Swiss Chilean - Immigration

Immigration

The number of Swiss in Chile is minor, despite having a relatively large number of members. This is because their linguistic and cultural characteristics are commonly confused with Germans, Italians and French. Swiss migration to Chile took place at the end of 19th century, between 1883 and 1900, particularly in the area of Araucanía, especially in Victoria and Traiguén. It is estimated that more than 8,000 thousand families received grants of land.

In the nineteenth century, opening up new lands in the New World and the economic crisis in Europe that was mobilized to the most impoverished sectors of society to migrate mainly to United States in North America, Australia, Brazil, Uruguay, Argentina and Chile. It was organized exodus and limited duration. As economic immigration, the State assumed a regulatory role by granting or denying requests for leave. With regard to the interests of migrants into Chile, began formally in 1853, when they meet in Bern, capital of Switzerland, the first reports about experience colonization in the southern to Chile.

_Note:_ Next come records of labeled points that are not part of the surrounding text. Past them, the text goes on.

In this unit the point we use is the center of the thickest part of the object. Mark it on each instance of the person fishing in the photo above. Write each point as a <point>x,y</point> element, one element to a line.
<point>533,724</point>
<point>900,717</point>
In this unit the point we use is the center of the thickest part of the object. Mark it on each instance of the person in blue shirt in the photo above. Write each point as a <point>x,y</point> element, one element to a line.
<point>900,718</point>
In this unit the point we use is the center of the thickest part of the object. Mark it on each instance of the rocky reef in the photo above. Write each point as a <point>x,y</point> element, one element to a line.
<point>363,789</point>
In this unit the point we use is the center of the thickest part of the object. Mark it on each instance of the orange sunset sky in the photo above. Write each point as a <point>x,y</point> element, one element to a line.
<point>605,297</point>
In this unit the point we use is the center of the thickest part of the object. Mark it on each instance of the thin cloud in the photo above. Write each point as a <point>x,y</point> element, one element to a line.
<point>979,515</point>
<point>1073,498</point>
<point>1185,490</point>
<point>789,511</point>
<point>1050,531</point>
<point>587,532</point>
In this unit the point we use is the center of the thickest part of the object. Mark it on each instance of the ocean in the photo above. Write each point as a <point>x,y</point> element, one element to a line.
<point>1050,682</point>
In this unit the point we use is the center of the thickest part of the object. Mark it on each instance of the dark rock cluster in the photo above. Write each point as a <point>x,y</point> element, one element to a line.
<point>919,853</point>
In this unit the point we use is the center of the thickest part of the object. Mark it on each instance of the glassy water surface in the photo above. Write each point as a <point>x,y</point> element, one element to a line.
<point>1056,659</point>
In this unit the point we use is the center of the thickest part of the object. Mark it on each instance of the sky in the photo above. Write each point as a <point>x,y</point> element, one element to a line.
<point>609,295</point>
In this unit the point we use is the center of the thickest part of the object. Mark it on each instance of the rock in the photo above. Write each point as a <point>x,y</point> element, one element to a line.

Through official reports of the Swiss Consulate in Valparaíso, highlighting the advantages or disadvantages that Chile offered to migrants in Europe.

Only 28 years after the commencement of the German colonization in the southern Chile, the Federal Council in 1881 authorized the specialized agencies to operate in Switzerland to recruit migrants. The Federal Council after years of examining the advantages and disadvantages that would authorize the removal of migrants, poses as a premise the assumption that the Chilean authorities insist on peace Araucanía whose possession for Chileans, it was not yet in those years fully accomplished.

The first contingent departed in November 1883, would be the pilot and its success would depend on subsequent authorizations.